Verizon has a fairly healthy prepaid operation under its own name right now, though it clearly lacks the ground that competitors have such as T-Mobile’s MetroPCS and Sprint’s Boost Mobile and Virgin Mobile. As those two parent carriers negotiate with regulators on their merger, all this has left prepaid customers worried that the new T-Mobile’s 54 percent share of the market will leave them with fewer affordable options.

And while Big Red says that it does “not care” about the merger, it could be hedging its bets in prepaid with a new branded prepaid operation.

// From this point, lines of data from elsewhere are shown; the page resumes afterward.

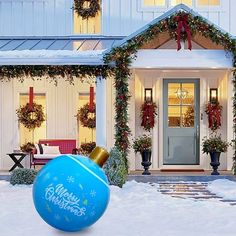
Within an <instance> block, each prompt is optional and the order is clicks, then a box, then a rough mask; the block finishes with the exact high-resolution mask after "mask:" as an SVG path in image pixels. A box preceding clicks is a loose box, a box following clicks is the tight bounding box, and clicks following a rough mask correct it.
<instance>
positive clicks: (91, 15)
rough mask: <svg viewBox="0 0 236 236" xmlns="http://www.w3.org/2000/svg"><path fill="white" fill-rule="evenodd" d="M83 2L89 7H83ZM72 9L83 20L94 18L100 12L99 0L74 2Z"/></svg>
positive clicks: (83, 6) (80, 0)
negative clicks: (80, 17)
mask: <svg viewBox="0 0 236 236" xmlns="http://www.w3.org/2000/svg"><path fill="white" fill-rule="evenodd" d="M85 2H89V7H87V8H86V7H84V3H85ZM74 9H75V11H76V12H77V13H78V15H79V16H81V17H82V18H83V19H88V18H90V17H95V16H96V14H97V13H98V11H99V10H100V4H99V0H74Z"/></svg>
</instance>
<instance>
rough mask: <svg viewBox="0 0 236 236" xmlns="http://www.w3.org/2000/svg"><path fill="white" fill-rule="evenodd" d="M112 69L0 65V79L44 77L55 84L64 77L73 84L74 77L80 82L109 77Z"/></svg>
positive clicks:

Visible was launched earlier this year and is still in somewhat of a clandestine beta relegated only to iPhones — possibly as clandestine as the millenial audience it’s trying to target. Signees get shipped a SIM to put into their device. They then download the corresponding app to their phones and set up payment information — accepted sources include cards, PayPal and Venmo — and get onto the one plan: $40 for unlimited talk, text and data.

Imping AT&T’s Cricket Wireless, we get to some restrictions on data speed: traffic on Verizon’s LTE network will be limited to 5Mbps for general use, 3Mbps for video streaming — Visible calls 480p resolution “crisp” — 2Mbps for video calls, 1Mbps for social media and 500kbps for streaming music. All that is in addition to the typical local congestion throttling that may occur. And there’s no hotspot data nor international service to boot.

The company is currently seeding early access codes, so there’s a slim chance you’re going to find one and be able to participate. Furthermore, Visible will not be promoted at Verizon stores and the brand will not have stores of its own. Customer service is done mostly through web chat and texting — including service cancellation.

Verizon is pitching Visible also as a conscientious carrier. Portions of proceeds will go to nonprofit groups.